Jack Templeton dies at age 75
The former pediatric surgeon and head of the John Templeton Foundation sought to glorify his heavenly Father while honoring his earthly one
John M. Templeton Jr., known as “Jack,” died Saturday of cancer at age 75. He was chairman and president of the John Templeton Foundation, named after his father, who made billions of dollars as a stock-picker and mutual fund pioneer.
Jack Templeton was a fine student, graduating from Yale and Harvard Medical School and training under Dr. C. Everett Koop at The Children’s Hospital of Philadelphia. He became a distinguished surgeon and chief of pediatric surgery at the hospital but retired in 1995 so as to direct Templeton Foundation activities. The foundation, one of America’s 100 largest, has given away close to $1 billion.
Templeton was able to direct giving up to a point. As an elder in the Presbyterian Church in America, he subscribed to the Westminster Confession of Faith from 1646, but as foundation head he was faithful to the eclectic and quasi-pantheistic wishes of his father, who died in 2008 at age 95 and once wrote that “the rate of spiritual development is accelerating. … We may be setting the stage for a great leap forward in our spiritual understanding.”
Templeton’s faithfulness was unusual in the foundation world: The Ford Foundation, the MacArthur Foundation, the Pew Charitable Trusts, and many others hand stacks of bills to groups opposed to the beliefs of the entrepreneurs who piled up those stacks. But Templeton felt obliged to ask, in regard to each grant request, whether his father—known as Sir John after Great Britain knighted him in 1987—would have funded it.
John Seel, who until last week was director of cultural engagement for the Templeton Foundation, told me Jack Templeton “took donor intent to a whole new level. When I told him I was excited about coming to work for the foundation, he said, ‘You don’t work for the foundation. You work for Sir John.’”
Templeton in 2010, when I interviewed him for WORLD, would not talk about his father’s beliefs compared to his own, although the differences appear to have been substantial. For example, the Westminster Confession states, “It pleased God the Father, Son, and Holy Ghost, for the manifestation of the glory of his eternal power, wisdom, and goodness, in the beginning, to create or make of nothing the world, and all things therein, whether visible or invisible, in the space of six days, and all very good.” But Sir John accepted Darwinist beliefs, and the Templeton Foundation bankrolled BioLogos, the leading proponent of theistic evolution.
Templeton may have had little choice, since his father created an extraordinary way to enforce Templeton Foundation faithfulness to his beliefs. Every five years, three independent analysts were to conduct a review to see if Templeton was making grants consistent with the father’s intent. If they found the son giving 9 percent or more of the grants to causes inconsistent with paternal intent, he had one year to get back into line. If not, he and his top two officers were to be fired.
Father and son were together in their support for free enterprise and educational competition, and Templeton showed no desire to buck his father’s intent in other areas. He saw such faithfulness as a way to honor his father, and he expressed his own views through personal giving, which he told me often “had something of a therapeutic nature to it.” He gave to trauma prevention programs and attempts to reduce substance abuse among youth. He also helped poor women, who he described as being “trapped in a deeply entrenched culture of the mental and the material reality of poverty.”
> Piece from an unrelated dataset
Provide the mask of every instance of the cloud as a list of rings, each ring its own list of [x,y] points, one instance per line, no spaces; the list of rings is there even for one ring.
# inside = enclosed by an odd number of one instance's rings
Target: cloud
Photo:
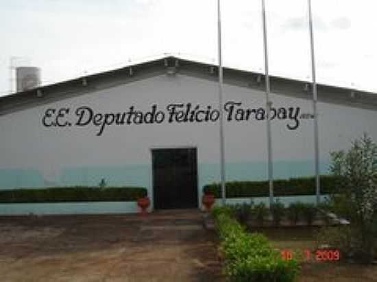
[[[331,25],[336,29],[347,29],[351,27],[351,21],[345,16],[341,16],[333,20]]]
Peter Lillback, president of Westminster Theological Seminary, was formerly Templeton’s pastor at Proclamation Presbyterian Church in Bryn Mawr, Pa. Lillback this morning recalled, “When he offered the elder’s prayer on Sunday mornings that was given in conjunction with a biblical reading … he always had a written succinct exposition of the text that manifested deep faith, thoughtful preparation, love for Christ and a sincere engagement with Holy Scripture. … He especially was active in the stewardship committee of the church, emphasizing the interconnectivity of thrift and generosity. … His prayers were articulate but flowing from a deep and sincere trust and commitment to Christ.”
The Philadelphia Inquirer reported in 2008 that Templeton and his wife Josephine (also a pediatrician) made the largest contribution, $1 million, in support of California’s Proposition 8, which amended the California constitution to state that a valid marriage in the state had to be between a man and a woman. Templeton’s contribution helped Prop 8 pass with 52 percent of the vote, but same-sex marriage nevertheless came to California through judicial fiat.
Templeton leaves behind his wife (known as “Pina”), daughters Heather Dill and Jennifer Simpson, and six grandchildren, along with his brother, Christopher.